Module 8 Thoughts and Tangents

I meet countless people who tell me an "idea for a story" that they think would be great as a book, movie, TV show, etc. And my response is always. "Great. Write it."

I never read it. It never arrives. Everyone has great ideas. As the professor states, "The execution of the idea is what matters."

@xamill mentioned last week about his doubts of having an original idea and I know the professor's recent email referenced the idea of doubt. There should be no doubt, any idea we come up with has already been thought of by someone else. A large majority of films released by studios are not brand new. Remakes, reboots, re-imaginings and adaptations flood the market each year.

The reboot of Ghostbusters is this weekend. Even in the face of countless people crying about an all-female cast or how they're childhood is being ruined by Hollywood remaking classics, that didn't stop Columbia Pictures from moving forward the production. Why should we let it bother any of us?

I'm not suggesting we rip-off other people's ideas, but it shouldn't stop us from coming up with any ideas. If we were thinking about stealing ideas, I've wanted to do a reboot of Monster Squad for quite some time and I'm definitely on board with that.

The other aspect of the lecture that I wanted to comment on was the brainstorming session and the idea of a system of creativity. I always shy away from "How-To" books on writing. Stephen King's book, "On Writing", was great because it wasn't telling me how to write. It was just showing me how King does it and what he's learned. Most books lay out rules and expect you to follow them. I hate that thinking.

Creativity should be unencumbered. There should be no harness for creating an idea. The execution of that idea, however, does need a guiding hand.

When I started writing and directing, it was little skit shows with my friends. It was fun. We had a great time with it. But soon, I wanted more.

I wanted to keep doing it so we started a production company, but it's more accurate to call it a collective. There were five of us. We'd get together and plan out what we wanted to do as a production. Initially, we were all writing and directing commercials for the company. We shot five commercials. I wrote and directed three of them.

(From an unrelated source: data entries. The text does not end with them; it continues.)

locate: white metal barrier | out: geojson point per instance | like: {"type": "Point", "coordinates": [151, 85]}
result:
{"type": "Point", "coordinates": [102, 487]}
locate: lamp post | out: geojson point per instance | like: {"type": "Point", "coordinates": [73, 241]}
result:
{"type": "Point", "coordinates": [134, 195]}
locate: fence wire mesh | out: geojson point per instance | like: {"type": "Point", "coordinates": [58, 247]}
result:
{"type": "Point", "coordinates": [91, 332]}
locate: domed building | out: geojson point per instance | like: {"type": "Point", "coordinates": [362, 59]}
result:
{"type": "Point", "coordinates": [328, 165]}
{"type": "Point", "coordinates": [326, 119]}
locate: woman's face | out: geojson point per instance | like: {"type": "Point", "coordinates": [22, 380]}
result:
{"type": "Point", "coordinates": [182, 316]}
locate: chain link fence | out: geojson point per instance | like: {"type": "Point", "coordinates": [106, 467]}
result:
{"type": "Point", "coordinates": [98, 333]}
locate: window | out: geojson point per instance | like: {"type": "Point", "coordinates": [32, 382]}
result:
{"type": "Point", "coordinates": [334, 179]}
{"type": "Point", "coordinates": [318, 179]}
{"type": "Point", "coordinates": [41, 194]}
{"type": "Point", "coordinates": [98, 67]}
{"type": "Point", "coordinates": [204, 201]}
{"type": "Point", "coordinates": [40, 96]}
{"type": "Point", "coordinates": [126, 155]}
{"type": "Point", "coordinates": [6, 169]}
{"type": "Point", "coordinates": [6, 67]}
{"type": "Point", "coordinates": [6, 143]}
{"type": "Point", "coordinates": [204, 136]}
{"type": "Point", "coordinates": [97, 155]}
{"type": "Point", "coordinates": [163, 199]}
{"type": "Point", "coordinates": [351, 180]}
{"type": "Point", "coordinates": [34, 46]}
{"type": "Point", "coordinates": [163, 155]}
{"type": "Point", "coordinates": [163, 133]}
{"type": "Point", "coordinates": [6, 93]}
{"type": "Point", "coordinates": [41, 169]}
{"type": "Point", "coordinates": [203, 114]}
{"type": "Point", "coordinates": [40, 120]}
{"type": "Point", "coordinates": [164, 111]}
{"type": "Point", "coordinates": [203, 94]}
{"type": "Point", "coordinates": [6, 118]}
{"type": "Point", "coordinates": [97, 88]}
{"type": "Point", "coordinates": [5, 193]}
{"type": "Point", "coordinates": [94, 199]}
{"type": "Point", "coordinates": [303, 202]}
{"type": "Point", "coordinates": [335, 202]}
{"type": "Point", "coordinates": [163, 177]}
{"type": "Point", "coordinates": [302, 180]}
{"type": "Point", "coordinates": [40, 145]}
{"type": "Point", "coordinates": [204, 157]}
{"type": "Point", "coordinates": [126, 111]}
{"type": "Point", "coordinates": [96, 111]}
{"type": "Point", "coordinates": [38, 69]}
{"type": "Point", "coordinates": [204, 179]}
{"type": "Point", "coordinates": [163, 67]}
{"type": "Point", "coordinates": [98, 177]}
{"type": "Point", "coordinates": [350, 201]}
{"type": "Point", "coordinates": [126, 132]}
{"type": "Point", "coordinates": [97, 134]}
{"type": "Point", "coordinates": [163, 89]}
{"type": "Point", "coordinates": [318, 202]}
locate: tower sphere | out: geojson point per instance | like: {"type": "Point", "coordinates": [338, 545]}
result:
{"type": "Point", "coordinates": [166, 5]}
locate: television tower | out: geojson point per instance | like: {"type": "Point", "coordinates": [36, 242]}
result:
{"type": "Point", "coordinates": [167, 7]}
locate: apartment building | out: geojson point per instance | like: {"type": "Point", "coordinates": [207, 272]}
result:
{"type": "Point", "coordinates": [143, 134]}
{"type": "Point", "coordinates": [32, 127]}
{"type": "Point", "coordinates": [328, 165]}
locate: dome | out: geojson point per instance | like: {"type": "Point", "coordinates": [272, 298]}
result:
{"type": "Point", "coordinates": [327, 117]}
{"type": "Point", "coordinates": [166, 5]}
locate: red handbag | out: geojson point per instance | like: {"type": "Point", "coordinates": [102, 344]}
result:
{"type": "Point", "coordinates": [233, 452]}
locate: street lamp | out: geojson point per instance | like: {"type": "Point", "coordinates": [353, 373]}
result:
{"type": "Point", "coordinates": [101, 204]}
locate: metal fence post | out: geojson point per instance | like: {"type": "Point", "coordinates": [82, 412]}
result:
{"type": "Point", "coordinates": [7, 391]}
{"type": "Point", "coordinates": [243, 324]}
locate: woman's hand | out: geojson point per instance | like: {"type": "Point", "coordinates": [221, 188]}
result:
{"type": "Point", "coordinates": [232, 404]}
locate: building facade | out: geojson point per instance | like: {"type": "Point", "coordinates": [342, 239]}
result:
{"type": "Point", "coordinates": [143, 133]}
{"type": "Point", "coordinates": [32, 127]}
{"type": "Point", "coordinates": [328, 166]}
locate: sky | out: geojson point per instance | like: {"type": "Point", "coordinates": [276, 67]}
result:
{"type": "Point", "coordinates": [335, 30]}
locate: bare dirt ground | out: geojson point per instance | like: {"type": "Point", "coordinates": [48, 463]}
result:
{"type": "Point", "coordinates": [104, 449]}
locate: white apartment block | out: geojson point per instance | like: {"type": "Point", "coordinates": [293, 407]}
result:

Clearly, I was the leader in the room. I was the one steering the ship, not because I demanded it, but because I was passionate about making it happen. I pushed my friends to write, to direct, to edit. I pushed myself as well. This isn't to say my friends were less-than in any regards to me. I was pushy and probably a jerk. Is that why they don't talk to me anymore? (Just a joke. We all still talk)

I don't know if any of the commercials, short films, and eventual feature we ended up putting together before disbanding the collective would've ever been completed if there wasn't a guiding hand. Even if it wasn't me. If one of my friends took control and pushed us down a certain path. Would we have made the same content? Would we still be making content together to this day? That's probably a different discussion and class for that thinking.

It's having no doubt that allows us to be creative. It's the lack of focus that promotes creativity. It's focus that leads to execution. It'll be my complete lack of reason that will get the remake of "The Monster Squad" off the ground.